Italien beschließt Tankrabatt für Diesel bis 6. August


Kraftstoffpreise

Italien beschließt Tankrabatt für Diesel bis 6. August

Um insgesamt 17 Cent je Liter soll Diesel billiger werden. Der Benzinpreis und die Tabaksteuer bleiben unangetastet

Anzeigetafel einer Tankstelle in Monza, Norditalien, mit aktuellen Kraftstoffpreisen am 11. März 2026: Diesel kostet 2,079 €/Liter, Super (bleifrei) 1,859 €/Liter. Im Hintergrund sind eine Straße, Fahrzeuge und Verkehrsschilder sichtbar.
Nach Berechnungen des Verbraucherschutzverbands Codacons wird der durchschnittliche Dieselpreis dennoch weiterhin über der Marke von zwei Euro liegen.

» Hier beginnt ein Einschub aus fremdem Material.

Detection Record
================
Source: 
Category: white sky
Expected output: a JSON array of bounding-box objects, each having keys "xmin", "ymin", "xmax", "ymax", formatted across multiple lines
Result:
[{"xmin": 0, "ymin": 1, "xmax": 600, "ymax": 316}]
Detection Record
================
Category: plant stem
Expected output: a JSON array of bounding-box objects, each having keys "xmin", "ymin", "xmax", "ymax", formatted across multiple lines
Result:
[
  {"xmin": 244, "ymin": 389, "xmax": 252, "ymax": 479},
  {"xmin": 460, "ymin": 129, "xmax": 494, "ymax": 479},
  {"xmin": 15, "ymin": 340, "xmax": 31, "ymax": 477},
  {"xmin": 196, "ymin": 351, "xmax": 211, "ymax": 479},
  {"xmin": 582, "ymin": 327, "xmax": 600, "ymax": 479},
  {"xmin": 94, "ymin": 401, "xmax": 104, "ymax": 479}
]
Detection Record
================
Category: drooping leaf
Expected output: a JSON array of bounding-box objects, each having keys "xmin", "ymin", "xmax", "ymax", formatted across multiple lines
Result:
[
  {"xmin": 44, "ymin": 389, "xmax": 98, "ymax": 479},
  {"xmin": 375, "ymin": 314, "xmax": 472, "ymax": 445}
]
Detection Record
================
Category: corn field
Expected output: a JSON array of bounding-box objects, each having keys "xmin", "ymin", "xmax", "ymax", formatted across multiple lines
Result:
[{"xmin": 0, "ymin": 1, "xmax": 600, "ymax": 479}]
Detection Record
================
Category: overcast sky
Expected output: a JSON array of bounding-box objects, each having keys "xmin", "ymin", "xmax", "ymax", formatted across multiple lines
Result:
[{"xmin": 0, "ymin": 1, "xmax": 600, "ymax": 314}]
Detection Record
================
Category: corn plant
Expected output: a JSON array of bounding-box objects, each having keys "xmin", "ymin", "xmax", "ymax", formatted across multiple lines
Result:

Rom – Die italienische Regierung senkt die Verbrauchsteuer einzig auf Diesel und nur bis zum 6. August. Wie Finanzminister Giancarlo Giorgetti am Montagabend nach einer Kabinettssitzung mitteilte, wird Diesel um insgesamt 17 Cent je Liter billiger. Benzin- und Tabaksteuer bleiben von der Maßnahme unberührt. Die Kosten des Eingriffs bezifferte Giorgetti auf rund 125 Millionen Euro.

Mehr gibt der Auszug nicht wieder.